本発明の音声合成方式は上記のような構成であり、母音
部の素片等に比較して、より長い素片長を必要とする摩
擦子音用の素片に対して零交叉波を適用するためデータ
の縮少化が可能であり、一方上記摩擦子音部以外には通
常の複数ビツトワードのデータを用いるため、音韻性の
欠損が少ない合成音声を得ることができる利点を有する
ものである。The speech synthesis method of the present invention has the above-mentioned configuration, and the zero-crossing wave is applied to the fragments for fricative consonants, which require a longer fragment length compared to the fragments for vowels, etc. It is possible to reduce the data, and on the other hand, since normal multi-bit word data is used for the parts other than the fricative consonant part, it has the advantage that synthesized speech with less phonological defects can be obtained.

[Brief explanation of drawings]

第１図Ａは自然音声波形図、第１図Ｂは合成音声波形図
、第１図Ｃは摩擦子音部に零交叉波を用いた合成音声波
形図、第１図Ｄは摩擦子音部（Ｔｆ）の自然音声波形図
およびその零交叉波形図、第２図は本発明の音声合成方
式を実施する装置のプロツク図、第３図は同装置のプロ
グラムフロチヤート図である。

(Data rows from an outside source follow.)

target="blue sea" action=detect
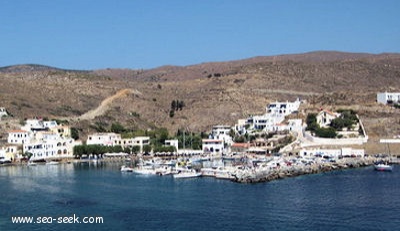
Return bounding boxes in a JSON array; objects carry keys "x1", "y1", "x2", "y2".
[{"x1": 0, "y1": 163, "x2": 400, "y2": 231}]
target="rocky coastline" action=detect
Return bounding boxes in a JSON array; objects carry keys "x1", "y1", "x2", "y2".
[{"x1": 232, "y1": 158, "x2": 377, "y2": 183}]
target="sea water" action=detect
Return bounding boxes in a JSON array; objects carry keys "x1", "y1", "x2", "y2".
[{"x1": 0, "y1": 163, "x2": 400, "y2": 231}]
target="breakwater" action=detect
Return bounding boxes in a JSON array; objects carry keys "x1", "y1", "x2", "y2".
[{"x1": 232, "y1": 158, "x2": 377, "y2": 183}]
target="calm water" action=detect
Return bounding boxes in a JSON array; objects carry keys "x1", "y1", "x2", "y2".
[{"x1": 0, "y1": 163, "x2": 400, "y2": 231}]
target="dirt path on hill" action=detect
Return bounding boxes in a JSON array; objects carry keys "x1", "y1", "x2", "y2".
[{"x1": 73, "y1": 89, "x2": 142, "y2": 120}]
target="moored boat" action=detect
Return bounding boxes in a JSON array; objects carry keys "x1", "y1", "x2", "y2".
[
  {"x1": 121, "y1": 165, "x2": 133, "y2": 172},
  {"x1": 173, "y1": 169, "x2": 201, "y2": 178},
  {"x1": 374, "y1": 163, "x2": 393, "y2": 171}
]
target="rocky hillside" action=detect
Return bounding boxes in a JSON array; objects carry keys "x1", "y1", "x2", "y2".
[{"x1": 0, "y1": 52, "x2": 400, "y2": 152}]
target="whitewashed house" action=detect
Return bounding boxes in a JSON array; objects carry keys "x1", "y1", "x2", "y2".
[
  {"x1": 23, "y1": 131, "x2": 77, "y2": 160},
  {"x1": 202, "y1": 139, "x2": 225, "y2": 153},
  {"x1": 113, "y1": 136, "x2": 150, "y2": 152},
  {"x1": 164, "y1": 140, "x2": 179, "y2": 151},
  {"x1": 21, "y1": 119, "x2": 46, "y2": 131},
  {"x1": 7, "y1": 130, "x2": 32, "y2": 144},
  {"x1": 49, "y1": 125, "x2": 71, "y2": 137},
  {"x1": 299, "y1": 148, "x2": 365, "y2": 158},
  {"x1": 376, "y1": 92, "x2": 400, "y2": 104},
  {"x1": 234, "y1": 119, "x2": 248, "y2": 135},
  {"x1": 0, "y1": 107, "x2": 8, "y2": 120},
  {"x1": 86, "y1": 132, "x2": 121, "y2": 146},
  {"x1": 234, "y1": 99, "x2": 301, "y2": 135},
  {"x1": 211, "y1": 125, "x2": 233, "y2": 145},
  {"x1": 266, "y1": 99, "x2": 300, "y2": 116},
  {"x1": 0, "y1": 146, "x2": 18, "y2": 163},
  {"x1": 316, "y1": 110, "x2": 340, "y2": 127}
]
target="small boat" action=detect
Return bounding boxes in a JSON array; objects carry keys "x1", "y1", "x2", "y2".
[
  {"x1": 155, "y1": 166, "x2": 173, "y2": 176},
  {"x1": 26, "y1": 161, "x2": 37, "y2": 166},
  {"x1": 173, "y1": 169, "x2": 201, "y2": 178},
  {"x1": 133, "y1": 165, "x2": 157, "y2": 175},
  {"x1": 374, "y1": 163, "x2": 393, "y2": 171},
  {"x1": 121, "y1": 165, "x2": 133, "y2": 172}
]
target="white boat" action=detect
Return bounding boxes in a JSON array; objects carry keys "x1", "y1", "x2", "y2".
[
  {"x1": 46, "y1": 160, "x2": 60, "y2": 165},
  {"x1": 121, "y1": 165, "x2": 133, "y2": 172},
  {"x1": 155, "y1": 166, "x2": 173, "y2": 176},
  {"x1": 26, "y1": 161, "x2": 37, "y2": 166},
  {"x1": 133, "y1": 165, "x2": 157, "y2": 175},
  {"x1": 374, "y1": 163, "x2": 393, "y2": 171},
  {"x1": 173, "y1": 169, "x2": 201, "y2": 178}
]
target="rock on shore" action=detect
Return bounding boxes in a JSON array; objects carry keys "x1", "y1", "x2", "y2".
[{"x1": 232, "y1": 158, "x2": 374, "y2": 183}]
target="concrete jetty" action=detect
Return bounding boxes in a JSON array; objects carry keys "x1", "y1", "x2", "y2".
[{"x1": 231, "y1": 158, "x2": 376, "y2": 183}]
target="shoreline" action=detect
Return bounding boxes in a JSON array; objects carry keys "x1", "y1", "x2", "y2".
[
  {"x1": 232, "y1": 157, "x2": 379, "y2": 183},
  {"x1": 0, "y1": 156, "x2": 398, "y2": 184}
]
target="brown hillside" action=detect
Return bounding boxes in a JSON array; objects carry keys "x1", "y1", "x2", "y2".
[{"x1": 0, "y1": 52, "x2": 400, "y2": 153}]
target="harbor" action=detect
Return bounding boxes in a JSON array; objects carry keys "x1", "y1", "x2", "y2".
[{"x1": 115, "y1": 152, "x2": 398, "y2": 183}]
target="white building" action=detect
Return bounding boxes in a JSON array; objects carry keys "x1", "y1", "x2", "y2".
[
  {"x1": 164, "y1": 140, "x2": 179, "y2": 152},
  {"x1": 266, "y1": 99, "x2": 300, "y2": 116},
  {"x1": 0, "y1": 107, "x2": 8, "y2": 120},
  {"x1": 114, "y1": 136, "x2": 150, "y2": 152},
  {"x1": 86, "y1": 132, "x2": 121, "y2": 146},
  {"x1": 234, "y1": 119, "x2": 248, "y2": 135},
  {"x1": 316, "y1": 110, "x2": 340, "y2": 127},
  {"x1": 7, "y1": 130, "x2": 31, "y2": 144},
  {"x1": 299, "y1": 148, "x2": 365, "y2": 158},
  {"x1": 376, "y1": 92, "x2": 400, "y2": 104},
  {"x1": 234, "y1": 99, "x2": 301, "y2": 135},
  {"x1": 211, "y1": 125, "x2": 233, "y2": 145},
  {"x1": 23, "y1": 131, "x2": 81, "y2": 160},
  {"x1": 202, "y1": 139, "x2": 225, "y2": 153}
]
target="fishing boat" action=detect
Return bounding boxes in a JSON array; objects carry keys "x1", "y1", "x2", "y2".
[
  {"x1": 173, "y1": 169, "x2": 201, "y2": 179},
  {"x1": 26, "y1": 161, "x2": 36, "y2": 166},
  {"x1": 46, "y1": 160, "x2": 60, "y2": 165},
  {"x1": 121, "y1": 165, "x2": 133, "y2": 172},
  {"x1": 374, "y1": 163, "x2": 393, "y2": 171}
]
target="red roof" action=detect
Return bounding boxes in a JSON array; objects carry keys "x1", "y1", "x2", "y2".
[
  {"x1": 232, "y1": 143, "x2": 250, "y2": 148},
  {"x1": 9, "y1": 129, "x2": 27, "y2": 133}
]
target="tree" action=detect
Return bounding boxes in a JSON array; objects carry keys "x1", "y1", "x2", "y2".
[
  {"x1": 143, "y1": 145, "x2": 151, "y2": 153},
  {"x1": 306, "y1": 113, "x2": 319, "y2": 131},
  {"x1": 315, "y1": 127, "x2": 337, "y2": 138},
  {"x1": 111, "y1": 122, "x2": 126, "y2": 133},
  {"x1": 71, "y1": 127, "x2": 79, "y2": 140}
]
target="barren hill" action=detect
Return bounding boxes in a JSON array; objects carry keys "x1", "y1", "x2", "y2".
[{"x1": 0, "y1": 52, "x2": 400, "y2": 153}]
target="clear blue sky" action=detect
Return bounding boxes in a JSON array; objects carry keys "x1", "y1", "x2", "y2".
[{"x1": 0, "y1": 0, "x2": 400, "y2": 70}]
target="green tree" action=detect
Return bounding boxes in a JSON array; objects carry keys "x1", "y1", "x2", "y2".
[
  {"x1": 111, "y1": 122, "x2": 126, "y2": 133},
  {"x1": 315, "y1": 127, "x2": 337, "y2": 138},
  {"x1": 143, "y1": 145, "x2": 152, "y2": 153},
  {"x1": 71, "y1": 127, "x2": 79, "y2": 140}
]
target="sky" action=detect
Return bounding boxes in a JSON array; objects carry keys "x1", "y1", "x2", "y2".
[{"x1": 0, "y1": 0, "x2": 400, "y2": 70}]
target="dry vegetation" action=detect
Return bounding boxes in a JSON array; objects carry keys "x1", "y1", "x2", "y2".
[{"x1": 0, "y1": 52, "x2": 400, "y2": 153}]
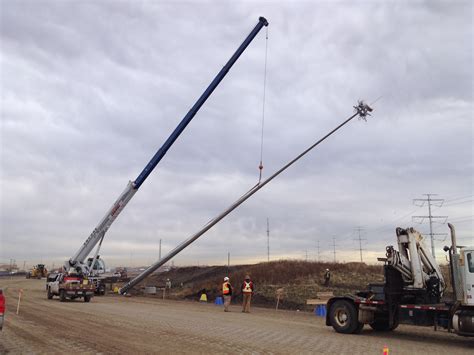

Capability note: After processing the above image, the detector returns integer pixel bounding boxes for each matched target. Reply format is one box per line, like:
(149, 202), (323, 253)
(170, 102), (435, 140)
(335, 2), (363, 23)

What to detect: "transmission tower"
(332, 237), (336, 262)
(354, 227), (367, 263)
(412, 194), (448, 259)
(158, 239), (161, 260)
(267, 217), (270, 262)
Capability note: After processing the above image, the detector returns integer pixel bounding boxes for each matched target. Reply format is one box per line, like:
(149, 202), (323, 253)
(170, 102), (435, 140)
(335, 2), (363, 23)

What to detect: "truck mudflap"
(326, 295), (385, 326)
(65, 290), (94, 297)
(326, 295), (359, 327)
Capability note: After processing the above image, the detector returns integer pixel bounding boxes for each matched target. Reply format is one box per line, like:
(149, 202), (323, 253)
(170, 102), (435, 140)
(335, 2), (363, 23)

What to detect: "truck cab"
(461, 248), (474, 306)
(46, 273), (95, 302)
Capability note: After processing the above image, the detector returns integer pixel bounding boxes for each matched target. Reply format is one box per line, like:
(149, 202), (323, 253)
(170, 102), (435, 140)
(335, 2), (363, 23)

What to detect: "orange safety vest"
(242, 281), (252, 293)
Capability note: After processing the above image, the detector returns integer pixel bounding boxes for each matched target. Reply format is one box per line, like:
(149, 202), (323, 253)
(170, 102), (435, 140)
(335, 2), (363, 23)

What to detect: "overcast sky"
(0, 0), (474, 266)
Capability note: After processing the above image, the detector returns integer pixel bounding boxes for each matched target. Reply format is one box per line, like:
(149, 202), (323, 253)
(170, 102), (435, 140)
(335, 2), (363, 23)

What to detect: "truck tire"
(329, 300), (364, 334)
(369, 318), (398, 332)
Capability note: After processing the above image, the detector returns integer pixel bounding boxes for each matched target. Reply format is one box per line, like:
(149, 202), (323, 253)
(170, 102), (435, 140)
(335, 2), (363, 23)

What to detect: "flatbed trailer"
(326, 224), (474, 337)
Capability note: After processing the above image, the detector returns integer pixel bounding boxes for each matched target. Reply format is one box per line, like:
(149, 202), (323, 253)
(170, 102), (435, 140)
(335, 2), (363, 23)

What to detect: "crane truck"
(46, 17), (268, 302)
(326, 223), (474, 337)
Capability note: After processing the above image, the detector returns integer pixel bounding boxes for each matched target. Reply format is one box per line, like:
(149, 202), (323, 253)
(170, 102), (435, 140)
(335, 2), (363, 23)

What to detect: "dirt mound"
(142, 260), (383, 309)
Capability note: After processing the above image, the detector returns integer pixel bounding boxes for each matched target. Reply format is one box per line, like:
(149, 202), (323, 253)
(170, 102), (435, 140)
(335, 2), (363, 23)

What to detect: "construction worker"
(241, 275), (253, 313)
(222, 276), (232, 312)
(324, 269), (331, 287)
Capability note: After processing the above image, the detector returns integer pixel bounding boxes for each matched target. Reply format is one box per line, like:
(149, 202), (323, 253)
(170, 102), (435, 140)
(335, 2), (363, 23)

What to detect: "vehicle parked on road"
(326, 227), (474, 337)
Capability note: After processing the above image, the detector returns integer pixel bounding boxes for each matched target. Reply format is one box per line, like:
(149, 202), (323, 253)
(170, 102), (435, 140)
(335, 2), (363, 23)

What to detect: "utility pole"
(354, 227), (367, 263)
(332, 237), (336, 262)
(158, 238), (161, 260)
(267, 217), (270, 262)
(412, 194), (448, 259)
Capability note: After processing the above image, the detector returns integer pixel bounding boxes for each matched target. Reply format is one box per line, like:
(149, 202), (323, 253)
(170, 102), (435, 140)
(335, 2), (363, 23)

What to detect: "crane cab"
(87, 257), (105, 275)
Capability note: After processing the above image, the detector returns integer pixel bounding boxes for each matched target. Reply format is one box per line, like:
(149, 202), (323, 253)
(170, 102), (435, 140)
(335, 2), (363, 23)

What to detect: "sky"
(0, 0), (474, 267)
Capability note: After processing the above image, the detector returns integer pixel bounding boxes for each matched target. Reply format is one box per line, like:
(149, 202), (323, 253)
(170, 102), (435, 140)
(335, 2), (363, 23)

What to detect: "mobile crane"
(47, 17), (268, 300)
(326, 223), (474, 336)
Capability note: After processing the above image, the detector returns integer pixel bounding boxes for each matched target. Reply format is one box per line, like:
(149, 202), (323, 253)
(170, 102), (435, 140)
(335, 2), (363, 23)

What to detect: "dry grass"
(146, 260), (383, 309)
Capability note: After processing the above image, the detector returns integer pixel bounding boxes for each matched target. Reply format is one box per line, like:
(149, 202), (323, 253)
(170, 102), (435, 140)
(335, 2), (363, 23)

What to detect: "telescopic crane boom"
(64, 17), (268, 274)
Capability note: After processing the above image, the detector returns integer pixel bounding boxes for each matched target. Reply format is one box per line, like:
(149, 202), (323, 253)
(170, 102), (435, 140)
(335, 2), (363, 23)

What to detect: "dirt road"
(0, 279), (474, 354)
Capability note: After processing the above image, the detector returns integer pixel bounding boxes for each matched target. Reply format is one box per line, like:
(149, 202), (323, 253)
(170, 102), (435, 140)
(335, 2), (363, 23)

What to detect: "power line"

１・・・・・・変換テーブル、２・・・・・・素群ス
タートアドレス読み出し用テーブル、３・・・・・・素
群テーブル、４・・・・・・切換え用ビツトデータ、５
・・・・・・零交叉波用素片フアイル、６・・・・・・
複数ビツトデータ素片フアィル、Ｔ・・・・・・Ｄ −
Ａ変換器、８・・・・・・出力レベルコントロール用
データ、９・・・・・・アツテネータ。Figure 1A is a natural speech waveform diagram, Figure 1B is a synthetic speech waveform diagram, Figure 1C is a synthetic speech waveform diagram using zero-crossing waves in the fricative consonant part, and Figure 1D is a diagram of the fricative consonant part (Tf ) and its zero-crossing waveform diagram, FIG. 2 is a block diagram of an apparatus implementing the speech synthesis method of the present invention, and FIG. 3 is a program flowchart diagram of the same apparatus. 1... Conversion table, 2... Table for reading prime group start address, 3... Prime group table, 4... Bit data for switching, 5
・・・・・・Element file for zero crossing wave, 6・・・・・・
Multiple bit data segment file, T...D-
A converter, 8...Output level control data, 9...Attenuator.

Claims

[Claims]

1. For fragments of fricative consonants or similar noise waveforms, use the zero-cross or wave of the corresponding fricative consonants or similar noise waveforms, while for fragments other than the above fricative consonants or similar noise waveforms. On the other hand, there is a speech synthesis method characterized by using digital data segments quantized with multiple bits.